Putz says she wasn’t necessarily trying to create change, as much as acknowledge the change that was already happening.
“There were businesses out there that were doing good things. And that was really why it came about. We wanted to say thank you for what they were doing. But also it has led into a list of best business practices for being green, and supporting community, that other businesses now have. Sometimes they can pick up things from this list.”
The Sitka Global Warming Group and Sustainable Sitka score nominations in six categories: waste reduction, energy conservation, transportation, green materials, green products, and community environmental education.
Karen Parker, with the Alaska Computer Center, says she didn’t wait for someone else to nominate her business.
“A lot of these are good business practices, and good for the environment at the same time, so we said, Since we’re doing it anyhow, let’s put in a nomination. And we did.”
The Alaska Computer Center has won a Sitka Green Business Award at the platinum level for all four years. That means they participate in over 15 green business practices.
Rob Parker appreciates the expansion in Sitka’s recycling program he’s seen since 2009.

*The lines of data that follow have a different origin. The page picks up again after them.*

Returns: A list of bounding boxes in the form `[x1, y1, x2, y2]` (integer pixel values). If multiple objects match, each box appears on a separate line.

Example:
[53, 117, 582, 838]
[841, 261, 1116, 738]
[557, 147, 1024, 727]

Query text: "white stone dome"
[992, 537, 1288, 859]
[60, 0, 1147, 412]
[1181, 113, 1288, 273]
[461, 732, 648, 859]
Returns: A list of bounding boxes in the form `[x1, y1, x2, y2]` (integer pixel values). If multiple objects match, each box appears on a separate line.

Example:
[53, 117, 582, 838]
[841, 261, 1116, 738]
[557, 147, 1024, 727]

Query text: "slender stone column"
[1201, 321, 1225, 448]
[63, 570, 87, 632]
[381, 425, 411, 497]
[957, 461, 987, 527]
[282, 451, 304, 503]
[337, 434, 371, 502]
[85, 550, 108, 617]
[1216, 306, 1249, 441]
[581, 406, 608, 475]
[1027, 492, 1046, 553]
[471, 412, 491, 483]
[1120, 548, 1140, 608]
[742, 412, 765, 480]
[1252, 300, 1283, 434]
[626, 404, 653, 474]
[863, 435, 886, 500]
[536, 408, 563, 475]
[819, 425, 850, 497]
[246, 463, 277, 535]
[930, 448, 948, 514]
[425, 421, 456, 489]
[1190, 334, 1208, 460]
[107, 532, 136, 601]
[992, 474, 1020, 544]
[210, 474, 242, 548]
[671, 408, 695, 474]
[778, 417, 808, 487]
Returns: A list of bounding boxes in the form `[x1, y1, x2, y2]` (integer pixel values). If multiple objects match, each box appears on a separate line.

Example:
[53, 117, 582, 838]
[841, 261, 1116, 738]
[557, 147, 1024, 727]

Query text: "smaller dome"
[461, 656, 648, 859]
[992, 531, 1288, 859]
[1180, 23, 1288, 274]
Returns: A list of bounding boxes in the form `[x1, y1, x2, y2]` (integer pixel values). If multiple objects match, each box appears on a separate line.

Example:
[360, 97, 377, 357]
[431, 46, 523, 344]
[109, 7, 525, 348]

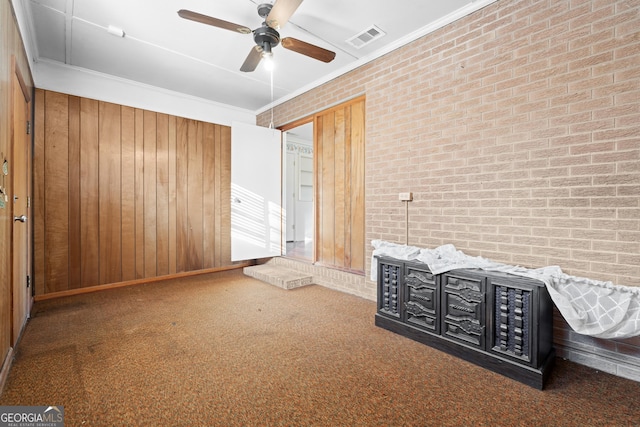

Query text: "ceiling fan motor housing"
[253, 25, 280, 53]
[258, 3, 273, 19]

“We collect cardboard, plastics, and then make a pilgrimage once a week to the recycling place. And as we’ve done that over the years I can see that the recycling people have given us more and more alternatives of materials that we can recycle.”

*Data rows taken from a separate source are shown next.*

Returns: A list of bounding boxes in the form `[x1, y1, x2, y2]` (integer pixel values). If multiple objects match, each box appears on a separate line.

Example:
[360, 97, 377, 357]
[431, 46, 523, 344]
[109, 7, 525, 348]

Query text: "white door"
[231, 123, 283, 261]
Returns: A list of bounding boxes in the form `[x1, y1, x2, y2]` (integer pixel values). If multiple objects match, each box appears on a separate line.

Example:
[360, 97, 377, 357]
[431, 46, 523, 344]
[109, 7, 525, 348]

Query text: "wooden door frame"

Rob and Karen Parker display a Green Business Award certificate at their sales counter. Other than that, there’s nothing about the appearance of their business that shouts “green.” But they believe the program has value, beyond just feeling good about the environment.
“There are people who will bring used ink cartridges back because they know we recycle them, when they’re getting their new ink cartridges. Or people who get a new battery backup because it’s more energy efficient than whatever’s been going on, and it preserves equipment. So, in that way I’d say they’re aware of it, and they appreciate we’re doing it, and would like to do it themselves.”
Twenty-six winners is a lot of businesses in Sitka. Even KCAW received a platinum award. The group also gave special recognition to fishermen, for their contribution the the local Fish-to-Schools program.
Putz and Sustainable Sitka want to give out even more awards this year, in another round in April. For Michelle Putz, the Green Business Awards won’t be over until there are no losers.
“I would love to have a big event. Presenting the awards at something very public. That would be a nice next step.”
KCAW’s Holly Keen contributed to this report.